CALIFORNIA COLLEGE OF THE ARTS
The Savannah College of Art and Design exists to prepare talented students for professional careers, emphasizing learning through individual attention in a positively oriented university environment.
SAVANNAH COLLEGE OF ART
Otis prepares diverse students of art and design to enrich our world through their creativity, their skill, and their vision.
OTIS COLLEGE OF ART AND DESIGN
To provide excellence in the delivery of a global education in visual, design, media, and related arts, with attendant studies in the history and theory of those disciplines set within a broad-based humanistic curriculum in the liberal arts and sciences. To provide instruction for this education in a range of formats: written, spoken, media, and exhibition-based.
SCHOOL OF THE ART INSTITUTE OF CHICAGO
As practicing visual artists, we, the faculty of the Department of Art Practice hold as our principal goal the representation and analysis of human experiences through creative research in visual art.
BERKELEY
The mission of Pratt Institute is to educate artists and creative professionals to be responsible contributors to society.
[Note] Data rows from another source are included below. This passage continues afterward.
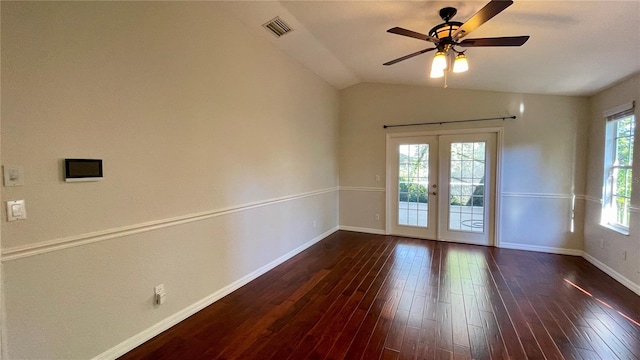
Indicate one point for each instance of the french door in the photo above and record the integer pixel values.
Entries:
(442, 187)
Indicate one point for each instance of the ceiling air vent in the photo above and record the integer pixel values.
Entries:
(277, 27)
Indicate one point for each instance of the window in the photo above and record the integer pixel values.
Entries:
(618, 167)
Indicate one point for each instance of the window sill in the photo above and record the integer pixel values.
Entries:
(618, 229)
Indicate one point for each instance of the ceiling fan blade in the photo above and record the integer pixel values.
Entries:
(501, 41)
(493, 8)
(413, 34)
(408, 56)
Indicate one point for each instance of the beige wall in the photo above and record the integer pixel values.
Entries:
(543, 161)
(615, 244)
(220, 158)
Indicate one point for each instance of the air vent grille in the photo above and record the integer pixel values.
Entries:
(277, 27)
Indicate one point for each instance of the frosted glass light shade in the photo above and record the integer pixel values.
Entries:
(461, 64)
(439, 62)
(435, 73)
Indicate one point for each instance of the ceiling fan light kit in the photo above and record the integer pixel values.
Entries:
(448, 35)
(460, 64)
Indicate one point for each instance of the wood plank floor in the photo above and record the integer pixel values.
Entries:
(362, 296)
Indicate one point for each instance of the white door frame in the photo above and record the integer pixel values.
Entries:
(498, 176)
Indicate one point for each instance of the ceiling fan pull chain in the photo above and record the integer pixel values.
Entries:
(445, 79)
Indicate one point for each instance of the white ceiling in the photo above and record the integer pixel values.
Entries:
(576, 47)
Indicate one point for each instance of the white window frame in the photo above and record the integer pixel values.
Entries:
(611, 167)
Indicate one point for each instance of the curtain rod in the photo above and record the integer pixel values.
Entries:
(451, 122)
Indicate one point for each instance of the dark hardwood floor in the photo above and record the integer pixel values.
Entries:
(361, 296)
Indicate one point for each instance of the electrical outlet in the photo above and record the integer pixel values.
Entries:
(159, 294)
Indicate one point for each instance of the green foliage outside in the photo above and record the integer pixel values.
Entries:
(623, 176)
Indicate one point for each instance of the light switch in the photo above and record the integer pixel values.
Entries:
(13, 175)
(16, 210)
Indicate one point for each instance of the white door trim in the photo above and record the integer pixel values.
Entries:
(499, 131)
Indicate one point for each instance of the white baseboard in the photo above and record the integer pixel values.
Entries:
(364, 230)
(545, 249)
(614, 274)
(174, 319)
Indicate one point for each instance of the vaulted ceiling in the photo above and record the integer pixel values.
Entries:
(576, 47)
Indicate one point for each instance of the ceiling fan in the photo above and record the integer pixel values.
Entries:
(448, 35)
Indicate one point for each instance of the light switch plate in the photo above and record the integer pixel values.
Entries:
(16, 210)
(13, 175)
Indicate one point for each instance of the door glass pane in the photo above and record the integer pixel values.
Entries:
(413, 183)
(466, 186)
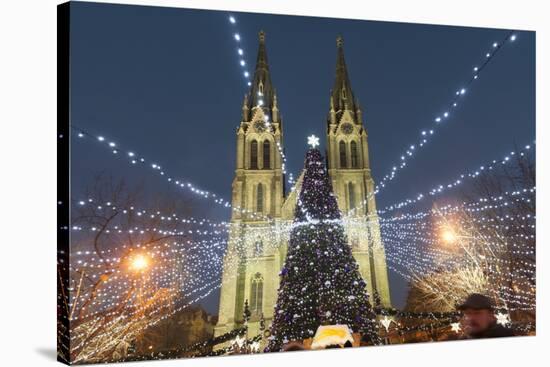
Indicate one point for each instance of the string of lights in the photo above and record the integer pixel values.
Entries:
(426, 134)
(475, 173)
(135, 159)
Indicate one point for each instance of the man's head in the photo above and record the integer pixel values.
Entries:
(478, 315)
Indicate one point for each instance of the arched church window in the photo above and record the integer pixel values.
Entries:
(351, 195)
(267, 154)
(343, 158)
(258, 248)
(354, 156)
(254, 154)
(260, 198)
(256, 293)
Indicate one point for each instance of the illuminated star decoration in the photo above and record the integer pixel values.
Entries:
(502, 318)
(386, 322)
(313, 141)
(455, 326)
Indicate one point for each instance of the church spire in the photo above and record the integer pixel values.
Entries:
(261, 92)
(342, 95)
Pratt seeks to instill in all graduates aesthetic judgment, professional knowledge, collaborative skills, and technical expertise.
PRATT INSTITUTE
The mission of the Rhode Island School of Design, through its college and museum, is to educate its students and the public in the creation and appreciation of works of art and design, to discover and transmit knowledge and to make lasting contributions to a global society through critical thinking, scholarship and innovation.
RISD
Parsons focuses on creating engaged citizens and outstanding artists, designers, scholars and business leaders through a design-based professional and liberal education.
PARSONS
-cr
Brilliant post. That's just an excellent idea, and interesting results.
I'm impressed and intrigued by statements like:
"CCA educates students to shape culture through the practice and critical study of the arts"
...and underwhelmed by statements like:
"The Savannah College of Art and Design exists to prepare talented students for professional careers"
...but I wonder how accurately it reflects the level of innovation or enthusiasm at the different schools? I think it becomes an interesting question to ask- how much of these statements is pedagogy, and how much is advertising?
Since art schools like other colleges and universities are businesses the mission statement is often the part that the parents read. It is a marketing tool meant to pursued adults to fund their lovely talented progeny at these institutions.
Sorry if this sounds cynical but I have seen several occasions when students with poor portfolios, limited knowledge, and skills, accepted (even snapped up) by some of these schools when it was discovered that they did not require any financial aide.